Во время польской войны штаб Гитлера (ФГК) расположился в железнодорожном составе «Америка», вначале стоявшем в Померании, а затем перебравшемся в Силезию. В нем было от 12 до 15 вагонов, которые тянули два локомотива, не считая двух вагонов с противовоздушными пушками и багажного вагона – они были прицеплены перед вагоном-салоном Гитлера. В самом салоне стоял длинный стол с восемью стульями. Помимо апартаментов Гитлера, в вагоне было оборудовано несколько купе для адъютантов и слуг. За вагоном, в котором ехал Гитлер, следовал «военный вагон» с залом для приема докладов, где стоял большой штабной стол с картами и имелось разнообразное оборудование для обеспечения связи – телекс, радио и прочее.
Обслуживающий персонал штаба, который практически не менялся на всем протяжении войны, включал двух личных помощников Гитлера (Шауба и Брюкнера), двух секретарей, двух кельнеров, дежурного врача (профессора Брандта или его заместителя профессора фон Гассельбаха) и четырех адъютантов: Шмундта, Энгеля, Бредова и Путткамера. Вермахт был представлен Кейтелем и его заместителем, начальником штаба Йодлем, и двумя штабными офицерами, представителями сухопутных войск и авиации; от СС в него входил группенфюрер генерал Карл Вольф, от министерства иностранных дел – посол Вальтер Гевель, вместе с Гитлером сидевший в крепости Ландсберг. Во время польской кампании от армии в ФГК вошли также полковник Николаус фон Ворман, а от авиации – капитан Клостерман. Все они оставались рядом с Гитлером до начала октября. При штабе также работало значительное число офицеров, подчинявшихся полковнику Варлимонту.

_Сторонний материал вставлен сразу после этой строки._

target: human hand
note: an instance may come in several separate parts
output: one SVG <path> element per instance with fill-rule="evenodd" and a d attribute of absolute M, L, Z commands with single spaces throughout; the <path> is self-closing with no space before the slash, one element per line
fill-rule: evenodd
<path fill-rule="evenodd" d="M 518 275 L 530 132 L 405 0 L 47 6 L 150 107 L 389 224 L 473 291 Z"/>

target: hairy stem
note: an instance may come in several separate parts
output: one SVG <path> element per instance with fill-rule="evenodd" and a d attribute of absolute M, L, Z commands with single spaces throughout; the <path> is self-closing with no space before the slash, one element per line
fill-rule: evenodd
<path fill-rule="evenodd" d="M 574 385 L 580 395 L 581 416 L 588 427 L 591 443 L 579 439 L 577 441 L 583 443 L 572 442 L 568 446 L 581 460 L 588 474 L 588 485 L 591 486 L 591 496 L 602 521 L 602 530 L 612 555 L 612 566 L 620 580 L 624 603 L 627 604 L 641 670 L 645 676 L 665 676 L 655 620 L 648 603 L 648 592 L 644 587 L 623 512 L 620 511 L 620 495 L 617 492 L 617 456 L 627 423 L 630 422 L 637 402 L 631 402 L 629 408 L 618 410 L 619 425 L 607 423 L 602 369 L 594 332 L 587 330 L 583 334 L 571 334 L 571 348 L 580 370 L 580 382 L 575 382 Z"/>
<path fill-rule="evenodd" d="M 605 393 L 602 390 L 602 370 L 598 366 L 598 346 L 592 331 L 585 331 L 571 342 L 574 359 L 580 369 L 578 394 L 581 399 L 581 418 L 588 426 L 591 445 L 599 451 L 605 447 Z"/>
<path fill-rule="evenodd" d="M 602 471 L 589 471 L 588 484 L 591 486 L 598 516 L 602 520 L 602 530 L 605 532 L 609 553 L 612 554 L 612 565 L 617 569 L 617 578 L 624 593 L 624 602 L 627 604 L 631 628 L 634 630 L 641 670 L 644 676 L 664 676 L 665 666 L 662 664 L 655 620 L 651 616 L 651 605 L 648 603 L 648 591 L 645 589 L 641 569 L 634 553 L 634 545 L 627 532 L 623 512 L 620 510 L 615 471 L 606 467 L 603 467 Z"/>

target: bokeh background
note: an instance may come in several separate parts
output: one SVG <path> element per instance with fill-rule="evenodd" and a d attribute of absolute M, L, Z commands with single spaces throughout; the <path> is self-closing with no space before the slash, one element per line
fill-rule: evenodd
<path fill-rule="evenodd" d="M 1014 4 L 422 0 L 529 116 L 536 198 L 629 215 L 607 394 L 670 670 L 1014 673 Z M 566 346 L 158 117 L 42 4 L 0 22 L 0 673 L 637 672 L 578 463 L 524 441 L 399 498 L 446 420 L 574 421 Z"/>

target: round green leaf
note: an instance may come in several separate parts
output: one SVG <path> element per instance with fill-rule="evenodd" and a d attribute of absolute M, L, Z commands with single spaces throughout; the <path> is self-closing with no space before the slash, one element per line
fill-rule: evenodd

Ежедневно в полдень заслушивались отчеты Генерального штаба, что занимало от полутора до двух часов. Около шести или семи часов вечера их рассматривали еще раз, уже в более узком кругу. Докладывал обычно Йодль, кроме «спокойных» дней, когда эта обязанность поручалась кому-нибудь из адъютантов. Наиболее важным считалось утреннее совещание, на котором Гитлер излагал свои соображения и отдавал приказы. До лета 1941 года он редко отдавал прямые приказы, стараясь скорее убедить собеседников. Но после июльского кризиса и особенно после декабря 1941 года, когда фюрер взял на себя роль верховного главнокомандующего, его роль в принятии военных стратегических решений возросла многократно. В последний год войны он предлагал все более детально проработанные тактические ходы – абсолютно нереализуемые. В Польше Гитлер первым делом задавал вопрос: «Что нового на Западном фронте?» И получал ответ от Йодля: «На Западном фронте без перемен». Фюреру – человеку, буквально до мозга костей пропитанному воинственным духом, трудно было это понять. Французские солдаты купались в Рейне и перебрасывались шуточками с немецкими солдатами. Может быть, он был прав, задавался Гитлер вопросом, когда утверждал, что западные демократии будут только делать вид, что ввязались в войну, а на самом деле будут всеми силами стремиться к миру? Его бы это устроило – разумеется, при условии, что условия мира навяжет им он. Вот почему фюрер терпимо отнесся к новым переговорам, затеянным полномочными представителями Геринга (которого он 1 сентября официально объявил своим преемником) и Розенбергом.
Первым делом маршал 8 сентября связался по телефону с шведским промышленником Далерусом (26-то тот удостоился приема у Гитлера), а затем отправился в Лондон. Была также предпринята инициатива вступить в контакт с США – благодаря миллионеру Уильяму Роудсу Дэвису, имевшему доступ к Рузвельту. Геринг использовал любую возможность отвоевать утраченные позиции и охотно брал на себя роль посредника. Он всячески намекал, что является единственным человеком, которому могут доверять обе стороны, и иногда давал понять, что в один прекрасный день именно он станет главой правительства.
6 октября 1939 года, выступая в рейхстаге, Гитлер снова заговорил о мире. Гитлер был прекрасно осведомлен о его демаршах. 27-го, на встрече с тремя главнокомандующими вермахта, он тоже затронул эту тему, однако подчеркнул, что не верит в возможность политического урегулирования разногласий с Западом. Для Германии будет гораздо лучше, если она воспользуется своим военным превосходством для предупреждения опасности, нависшей на Руром, этой своей «ахиллесовой пятой». Понимая, что долгой войны стране не выдержать, фюрер склонялся к тому, чтобы нанести массированный удар еще до Рождества, желательно в октябре. И в ходе этой встречи с генералами, и во время последовавших многочисленных встреч он категорически отвергал возможность выпустить польскую добычу. К скорейшему нанесению удара его также подталкивала необходимость сохранить влияние Германии на нейтральные государства, поскольку военная экономика требовала их содействия в области снабжения.